READ THE smaller print
Three weeks away in southeast Asia, and already the rice paddies are waning in the mind’s eye, quicker than the tropical suntan. Thoese fugitive words of Laos and Vietnamese are also working loose: sayanora Sabadi, ciao xin jow.
But one keepsake that’s proving harder to shake is my insurance policy, all 29 pages of it. While our whirlwind assault on the Siamese peninsula was mostly hassle-free, we did strike one hiccup in the shape of a national rail strike. The Bangkok Post showed four Buddhist monks lolling on the platform, seeking deliverance, the same while us four flew Air Thai to Chiang-Mai, adding to unforeseen expenses.
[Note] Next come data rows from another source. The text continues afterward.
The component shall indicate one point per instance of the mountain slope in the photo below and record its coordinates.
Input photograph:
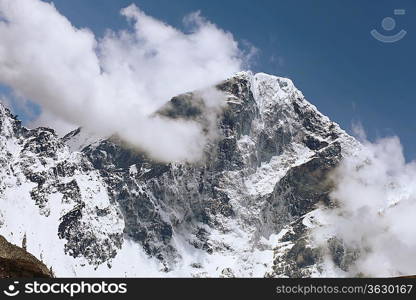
(93, 206)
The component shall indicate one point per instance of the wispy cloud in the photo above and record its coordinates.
(114, 84)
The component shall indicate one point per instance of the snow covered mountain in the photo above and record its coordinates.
(92, 206)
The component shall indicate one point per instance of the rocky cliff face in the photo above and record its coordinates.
(16, 262)
(93, 206)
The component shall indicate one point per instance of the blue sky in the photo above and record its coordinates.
(324, 46)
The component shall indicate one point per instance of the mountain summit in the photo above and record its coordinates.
(92, 206)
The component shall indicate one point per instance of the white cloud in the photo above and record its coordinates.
(113, 84)
(376, 197)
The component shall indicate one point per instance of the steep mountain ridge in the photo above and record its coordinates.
(92, 206)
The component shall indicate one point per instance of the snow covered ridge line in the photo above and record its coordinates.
(90, 206)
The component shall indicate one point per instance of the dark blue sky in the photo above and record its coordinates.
(324, 46)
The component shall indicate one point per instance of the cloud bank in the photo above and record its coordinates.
(375, 211)
(114, 84)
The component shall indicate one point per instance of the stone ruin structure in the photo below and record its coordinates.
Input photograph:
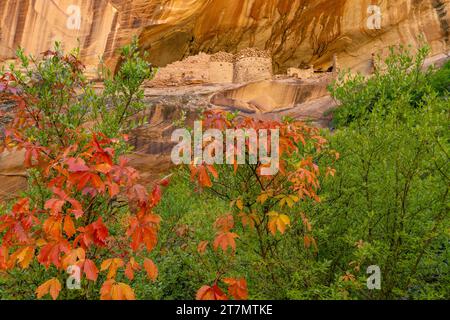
(301, 73)
(248, 65)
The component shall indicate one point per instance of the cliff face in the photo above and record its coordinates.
(296, 32)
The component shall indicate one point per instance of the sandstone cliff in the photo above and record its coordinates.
(297, 32)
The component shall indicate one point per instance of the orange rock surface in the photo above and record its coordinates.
(296, 32)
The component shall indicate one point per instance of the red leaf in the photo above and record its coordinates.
(90, 269)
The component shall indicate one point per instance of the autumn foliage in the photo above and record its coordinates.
(259, 203)
(85, 207)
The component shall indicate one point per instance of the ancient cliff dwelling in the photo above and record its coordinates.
(313, 138)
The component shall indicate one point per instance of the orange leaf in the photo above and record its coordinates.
(116, 291)
(129, 269)
(90, 269)
(152, 270)
(69, 226)
(201, 248)
(210, 293)
(112, 265)
(237, 288)
(278, 222)
(225, 240)
(52, 286)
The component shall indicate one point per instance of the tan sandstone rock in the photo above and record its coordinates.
(295, 32)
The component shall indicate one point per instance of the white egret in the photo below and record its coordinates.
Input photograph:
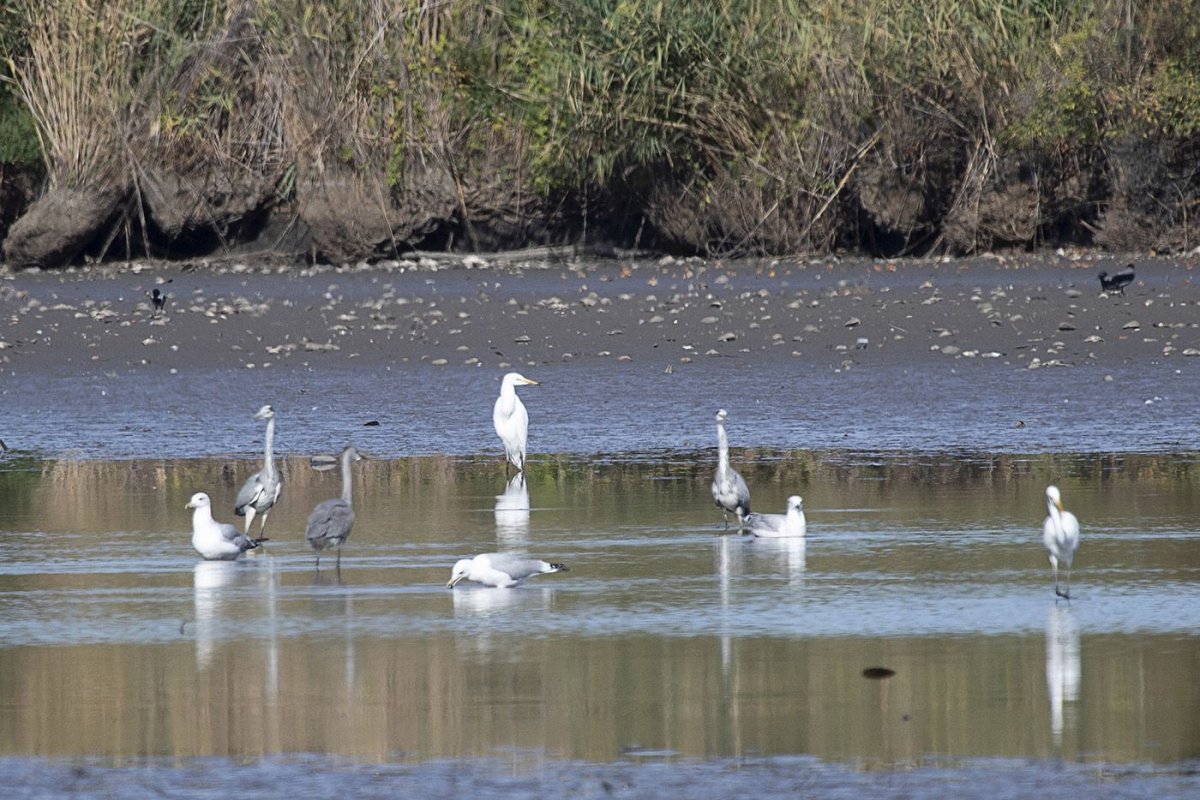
(330, 522)
(511, 420)
(730, 491)
(216, 541)
(778, 525)
(261, 491)
(501, 570)
(1060, 534)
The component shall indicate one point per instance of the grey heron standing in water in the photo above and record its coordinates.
(216, 541)
(330, 522)
(511, 420)
(261, 491)
(730, 491)
(1060, 534)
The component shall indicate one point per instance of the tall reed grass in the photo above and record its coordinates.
(729, 127)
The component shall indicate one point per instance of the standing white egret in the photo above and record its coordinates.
(216, 541)
(501, 570)
(511, 420)
(1060, 534)
(330, 522)
(261, 491)
(730, 491)
(778, 525)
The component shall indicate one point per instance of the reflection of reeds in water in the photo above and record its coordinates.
(1062, 665)
(82, 495)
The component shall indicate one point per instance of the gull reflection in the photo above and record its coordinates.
(1062, 665)
(513, 515)
(213, 583)
(496, 617)
(217, 596)
(786, 555)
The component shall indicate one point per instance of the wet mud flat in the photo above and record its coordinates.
(990, 354)
(897, 397)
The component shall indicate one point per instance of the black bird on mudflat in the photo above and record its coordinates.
(1119, 281)
(159, 300)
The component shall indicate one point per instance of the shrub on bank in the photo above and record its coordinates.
(880, 126)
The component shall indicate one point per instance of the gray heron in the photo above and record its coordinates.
(261, 491)
(1060, 534)
(330, 522)
(730, 491)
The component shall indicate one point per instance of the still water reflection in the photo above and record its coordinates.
(665, 637)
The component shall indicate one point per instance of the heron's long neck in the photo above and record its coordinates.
(346, 477)
(269, 449)
(509, 396)
(723, 447)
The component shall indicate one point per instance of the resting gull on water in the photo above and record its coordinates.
(216, 541)
(778, 525)
(501, 570)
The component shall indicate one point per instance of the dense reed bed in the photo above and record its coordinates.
(763, 126)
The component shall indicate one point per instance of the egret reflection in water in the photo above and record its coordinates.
(1062, 665)
(513, 515)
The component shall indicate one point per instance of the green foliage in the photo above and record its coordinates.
(759, 115)
(18, 134)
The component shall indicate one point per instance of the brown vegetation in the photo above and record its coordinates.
(347, 130)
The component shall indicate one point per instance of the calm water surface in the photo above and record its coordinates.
(667, 641)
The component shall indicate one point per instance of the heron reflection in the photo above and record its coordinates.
(1062, 665)
(513, 515)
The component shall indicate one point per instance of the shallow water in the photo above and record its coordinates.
(609, 408)
(666, 642)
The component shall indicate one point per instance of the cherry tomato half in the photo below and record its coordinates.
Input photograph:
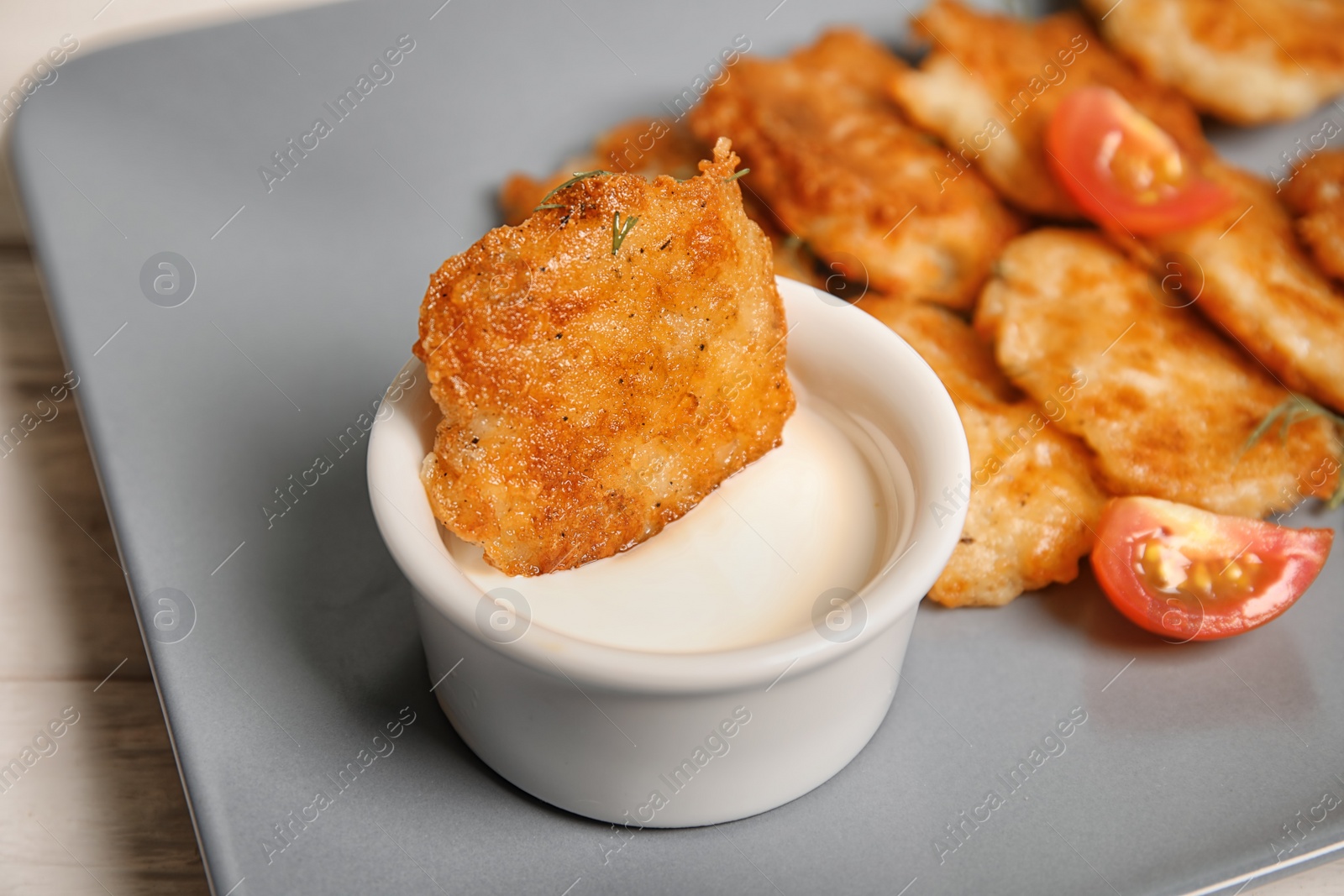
(1193, 575)
(1124, 170)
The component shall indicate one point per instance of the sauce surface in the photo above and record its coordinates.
(743, 567)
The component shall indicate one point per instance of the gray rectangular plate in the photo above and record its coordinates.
(284, 647)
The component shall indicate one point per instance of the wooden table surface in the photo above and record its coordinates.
(105, 812)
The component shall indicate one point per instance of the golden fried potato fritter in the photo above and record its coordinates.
(1166, 405)
(652, 148)
(1316, 194)
(991, 83)
(1032, 495)
(833, 159)
(1260, 288)
(1247, 60)
(591, 394)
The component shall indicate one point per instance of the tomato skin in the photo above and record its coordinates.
(1294, 558)
(1077, 152)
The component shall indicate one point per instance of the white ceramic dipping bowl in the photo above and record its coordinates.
(665, 739)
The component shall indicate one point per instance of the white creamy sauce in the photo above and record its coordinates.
(745, 566)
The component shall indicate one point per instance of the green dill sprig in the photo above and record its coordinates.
(620, 231)
(573, 181)
(1296, 409)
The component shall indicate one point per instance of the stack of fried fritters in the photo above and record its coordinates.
(1084, 375)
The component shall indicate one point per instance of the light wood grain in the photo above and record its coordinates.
(105, 813)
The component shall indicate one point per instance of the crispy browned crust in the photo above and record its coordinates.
(1263, 291)
(652, 148)
(835, 160)
(1247, 62)
(1034, 496)
(589, 399)
(990, 74)
(1316, 195)
(1167, 406)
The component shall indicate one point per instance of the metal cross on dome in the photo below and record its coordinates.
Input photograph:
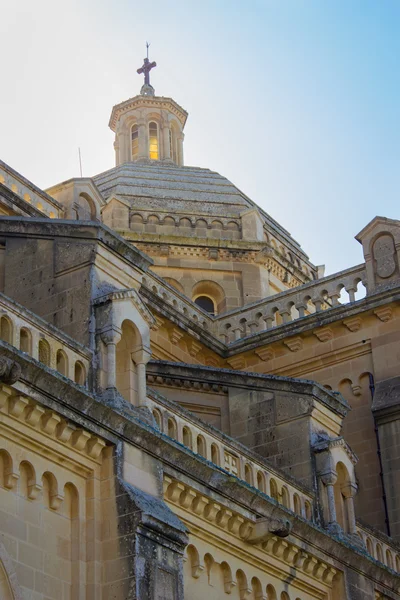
(147, 66)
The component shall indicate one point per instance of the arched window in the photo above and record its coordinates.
(172, 146)
(6, 330)
(44, 352)
(62, 362)
(215, 454)
(135, 141)
(153, 141)
(201, 446)
(157, 418)
(187, 437)
(25, 340)
(79, 373)
(206, 304)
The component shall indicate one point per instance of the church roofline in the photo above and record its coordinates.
(147, 102)
(4, 166)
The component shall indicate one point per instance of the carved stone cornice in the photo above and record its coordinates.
(128, 294)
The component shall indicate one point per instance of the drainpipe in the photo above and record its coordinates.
(378, 446)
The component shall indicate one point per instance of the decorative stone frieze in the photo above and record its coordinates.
(294, 344)
(384, 313)
(324, 334)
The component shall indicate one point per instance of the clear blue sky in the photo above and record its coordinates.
(296, 101)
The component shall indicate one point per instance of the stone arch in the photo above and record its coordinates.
(126, 369)
(25, 340)
(80, 373)
(215, 455)
(185, 222)
(378, 552)
(187, 437)
(27, 481)
(243, 584)
(256, 589)
(216, 224)
(261, 482)
(44, 352)
(175, 284)
(62, 362)
(153, 220)
(271, 593)
(157, 418)
(296, 504)
(9, 587)
(50, 490)
(212, 290)
(194, 561)
(389, 559)
(273, 489)
(136, 222)
(86, 208)
(201, 224)
(71, 510)
(6, 329)
(7, 475)
(201, 446)
(248, 474)
(172, 428)
(343, 481)
(285, 497)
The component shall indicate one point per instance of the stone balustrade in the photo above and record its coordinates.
(324, 294)
(28, 192)
(229, 455)
(383, 551)
(158, 287)
(40, 340)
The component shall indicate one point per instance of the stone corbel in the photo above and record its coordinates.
(266, 527)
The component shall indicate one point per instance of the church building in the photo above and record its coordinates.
(189, 408)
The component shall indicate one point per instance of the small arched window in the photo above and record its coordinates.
(206, 304)
(153, 141)
(172, 146)
(135, 141)
(44, 352)
(79, 373)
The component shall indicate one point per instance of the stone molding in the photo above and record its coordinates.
(235, 524)
(50, 423)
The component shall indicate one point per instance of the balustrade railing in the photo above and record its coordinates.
(37, 338)
(297, 303)
(233, 458)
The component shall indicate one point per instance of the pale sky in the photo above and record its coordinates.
(295, 101)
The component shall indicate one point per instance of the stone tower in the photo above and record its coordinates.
(148, 127)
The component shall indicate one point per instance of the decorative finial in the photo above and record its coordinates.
(147, 89)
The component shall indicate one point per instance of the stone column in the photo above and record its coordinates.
(143, 139)
(111, 339)
(141, 357)
(329, 480)
(180, 139)
(349, 491)
(166, 146)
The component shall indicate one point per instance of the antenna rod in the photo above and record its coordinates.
(80, 160)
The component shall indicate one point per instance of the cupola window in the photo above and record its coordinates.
(172, 145)
(153, 141)
(206, 304)
(135, 141)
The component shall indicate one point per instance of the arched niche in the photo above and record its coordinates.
(211, 290)
(9, 587)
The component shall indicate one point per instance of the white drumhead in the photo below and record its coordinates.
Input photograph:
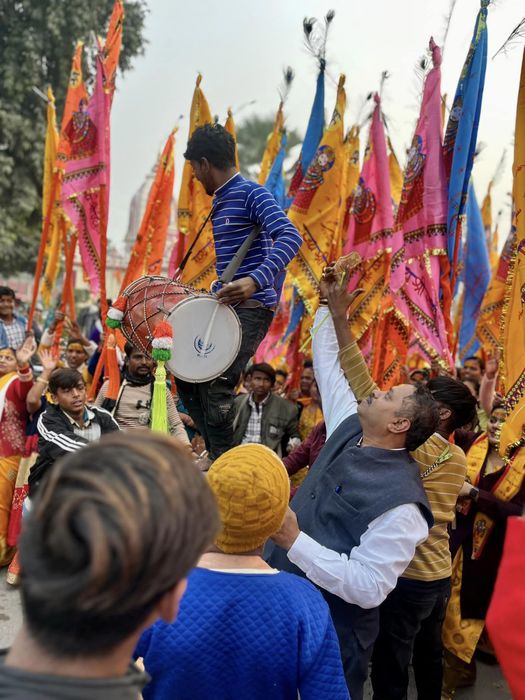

Hoping to lodge the claim today, offsetting the bottom line by degrees, but first I need to navigate the policy’s glossary. Yes, that’s right, there exists even smaller print behind the small print. Just when you thought Home meant the roof over your head, or Journey was a trip from A to B, the hidden lexicon spells it like it is.
Words With Special Meanings, runs the heading. We, say, or Us, or Our, refers to Acme Insurers. (Not their real name, but I’m sure Wile E Coyote copped the same weasel words.)
You in this case is me, and the people(s) listed as adults on the accompanying document, while Accompanied Children is a different enchilada.
My two favourites are Limb: “means a hand at or above the wrist or a foot at or above the ankle.” And the even more sinister Permanent: “means a period of time lastin 12 consecuive months after the expiry of which We consider there is no prospect of improvement.”
So a caveat fellow traveller. Before you set nib to policy, ensure what your insurer [that is They] precisely understands by such terms as Stolen, Death, Train Strike and Bon Voyage. Or you may be getting home fresh from the land of Xin loy and tuk-tuk only to encounter even more alien semantics.